Friday, October 30, 2015

A Word to College Students...

Recently, I was asked to write a short devotional that will be included in reading material for female college students. Those of us who submit a devotional will then speak on a panel this coming February about relevant issues women face related to their relationship with God. I feel privileged to have been asked to write as well as speak to female college students. This is the devotional I wrote back in October... thought I'd share with my readers of this blog...


Let me tell you some truth about me. I struggle to have the discipline and energy to engage God in Bible reading and prayer on a consistent basis. I find myself sometimes wondering what the point of my life is. Right now, I struggle to believe that God loves me, cares for me, and is for me. To be even more blatantly honest, my mother at the age of 55 was diagnosed with a rare kind of early-onset Dementia in December 2014. This diagnosis has sent my family and I into a darkness we didn’t even know existed. The reality is that my mom will most likely not see the age of 60 as her disease is progressing very quickly now. Not ever would I have guessed that I’d be where I am today… losing my mom slowly as I watch her lose more and more of herself.

Fast forward to October 7, 2015, which finds me listening to Louie Giglio talk about saying “yes” to Jesus in giving our lives to Him. With the ending of his message, the band came up to play a song that drove home what I feel the Holy Spirit was trying to say to me… these lyrics rang in my ears, “My heart is yours, take it all, my life is in your hands…” In that moment, I was reminded that God saw me… all of me… my grief, my circumstances with my mom, my struggles, everything...

Here in this valley I’m walking through, I’m finding how much God is in control and how little control I actually have.

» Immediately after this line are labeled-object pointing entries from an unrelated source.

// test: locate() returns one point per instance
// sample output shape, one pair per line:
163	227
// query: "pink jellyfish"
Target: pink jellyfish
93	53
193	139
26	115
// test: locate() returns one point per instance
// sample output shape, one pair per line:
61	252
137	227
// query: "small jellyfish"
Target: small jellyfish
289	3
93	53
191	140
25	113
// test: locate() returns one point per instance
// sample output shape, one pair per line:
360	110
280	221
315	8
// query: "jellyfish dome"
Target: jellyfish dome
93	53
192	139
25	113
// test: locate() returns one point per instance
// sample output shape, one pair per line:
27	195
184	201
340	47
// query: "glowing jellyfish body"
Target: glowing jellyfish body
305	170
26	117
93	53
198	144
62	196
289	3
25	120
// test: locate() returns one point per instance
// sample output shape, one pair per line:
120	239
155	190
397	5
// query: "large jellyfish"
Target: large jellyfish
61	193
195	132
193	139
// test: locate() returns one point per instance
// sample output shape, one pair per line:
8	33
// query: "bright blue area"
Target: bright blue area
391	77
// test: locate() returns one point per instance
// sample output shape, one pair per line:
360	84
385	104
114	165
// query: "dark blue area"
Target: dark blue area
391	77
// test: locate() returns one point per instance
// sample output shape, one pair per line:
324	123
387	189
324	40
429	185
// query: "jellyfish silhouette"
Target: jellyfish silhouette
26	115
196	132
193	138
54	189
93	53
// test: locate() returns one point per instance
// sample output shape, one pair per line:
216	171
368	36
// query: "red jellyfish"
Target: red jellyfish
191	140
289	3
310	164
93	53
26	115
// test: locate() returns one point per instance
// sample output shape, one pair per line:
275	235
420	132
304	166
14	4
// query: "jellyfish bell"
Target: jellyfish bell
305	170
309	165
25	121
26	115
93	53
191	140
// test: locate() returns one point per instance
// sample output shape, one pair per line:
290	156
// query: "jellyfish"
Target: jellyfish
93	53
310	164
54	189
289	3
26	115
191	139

I’m finding that my “control” is mostly an illusion because my life is completely in His hands. Nothing happens to me without God’s knowledge and approval. Though that truth is sometimes hard to swallow, it is true nonetheless. It’s at times like these, in the darkest valleys, that it’s so difficult to say “yes” to Jesus in surrendering my life… saying “yes”, no matter what happens or doesn’t happen… saying “yes”, knowing that further into my journey I will face the loss of my mom. It was in those quiet, worshipful moments following Louie Giglio’s talk that I realized that is what I’m doing as I pull myself out of bed every morning to face another day in this valley… I’m saying “yes” to Jesus, and that’s never been more difficult. But, I know it’s worth it because He loves me with a perfect, holy love that will never cease. There’s a prayer that I came across recently that resonates with me in this, “Oh Love that will not let me go, I rest my weary soul in thee.” So, I will walk this path each day as best I can, and keep saying “yes” to the only One worthy of such a response. I can say from where I am right now, that we as believers are never alone, our God sees us and cares more than we can imagine, and we can say “yes” to Him every day as we choose to trust Him with our lives no matter how much we struggle because His grace meets us where we are.